El proyecto «Criança Fala» («el niño habla») mejora la confianza y las competencias de los niños de zonas desfavorecidas de São Paulo, con la ayuda de la primeira-dama de la ciudad, Ana Estela Haddad, que reconoce que una ciudad adecuada para los niños es mejor para todos. Otras ciudades podrían aprender esta metodología consistente en organizar a los niños para que aprendan a hacerse escuchar, al tiempo que se trabaja con los funcionarios municipales para lograr que presten atención a las preocupaciones de los niños.

Credits: Juliana Rosa – Prosa e Fotografia

 

Dificultades para la crianza en São Paulo

El departamento de vivienda municipal calcula que en el centro de São Paulo unos 60 000 niños menores de seis años viven en casas deficientes. Numerosas familias pagan alquileres abusivos por pequeñas habitaciones donde viven, duermen, se lavan, cocinan y comen. Otras se ven obligadas a ocupar locales abandonados que no disponen de los servicios básicos ni son seguros para los niños.

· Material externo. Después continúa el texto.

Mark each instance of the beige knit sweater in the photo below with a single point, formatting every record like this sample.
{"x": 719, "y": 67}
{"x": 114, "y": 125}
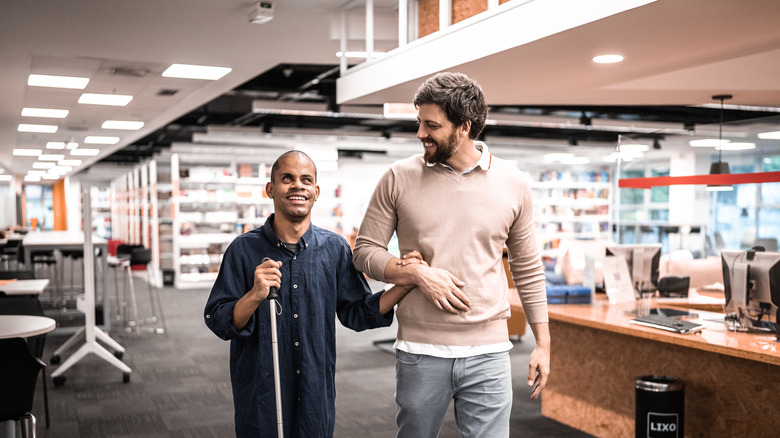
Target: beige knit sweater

En los estudios realizados bajo el paraguas de la Fundación, se ha observado que, entre quienes viven en estas condiciones difíciles, casi tres de cada diez niños no van a la escuela y apenas salen a la calle porque perciben los espacios públicos como lugares hostiles. La Fundación ha financiado CriaCidade, una consultoría especializada en proyectos urbanos y sociales, para estudiar cómo conseguir que las zonas deprimidas de la ciudad respondan mejor a las necesidades de los niños.

La presencia de niños como forma de reclamar espacios públicos

En el distrito paulista de Vilinha, los niños se construyen un columpio con un neumático; los efectos del proyecto «Criança Fala» se observan en numerosos ejemplos como este. Según Nayana Brettas, fundadora de CriaCidade:

… la presencia de niños hace que se recuperen los espacios públicos para el disfrute de todos. El vandalismo y la violencia aumentan cuando las familias no salen a la calle por miedo a los enfrentamientos entre bandas y las fuertes intervenciones policiales. En cambio, hemos observado que cuando las zonas públicas se llenan de niños y familias que acuden a actividades culturales, disminuye el tráfico de droga y la cantidad de basura que se deja por la calle. El espacio público se vuelve más limpio y más seguro.

En el marco de este proyecto, se visita a las familias para llevarles libros y juguetes, jugar con los niños y escuchar sus experiencias en la zona; se organizan talleres de manualidades y actividades culturales en los espacios públicos; y se pide permiso a las autoridades para que los miembros de la comunidad pinten en zonas públicas campos de fútbol y diagramas para jugar a rayuela.

Credits: Juliana Rosa – Prosa e Fotografia

Ampliación de la cobertura y replicación

«Ahora los niños tienen una relación positiva con estos espacios, con los que se relacionan jugando», comenta Nayana.

Giovana, una niña del barrio de 8 años, añade:

«Antes no teníamos nada. La mayoría de los niños se quedaban en casa. Ahora los sábados todos salimos a jugar».

Para lograr estos cambios, es imprescindible la implicación de representantes de la comunidad y de los sectores privado y público, así que se organizan sesiones de formación sobre participación infantil con los líderes de varios departamentos municipales. En palabras de Nayana:

«Cuando nos reunimos con representantes de las autoridades municipales, intentamos animarlos a escuchar a los niños. Creemos que, si ven cómo funciona el sistema en la práctica y cómo mejora la vida no solo de los niños sino de todos los residentes de la ciudad, comprenderán la metodología y la replicarán».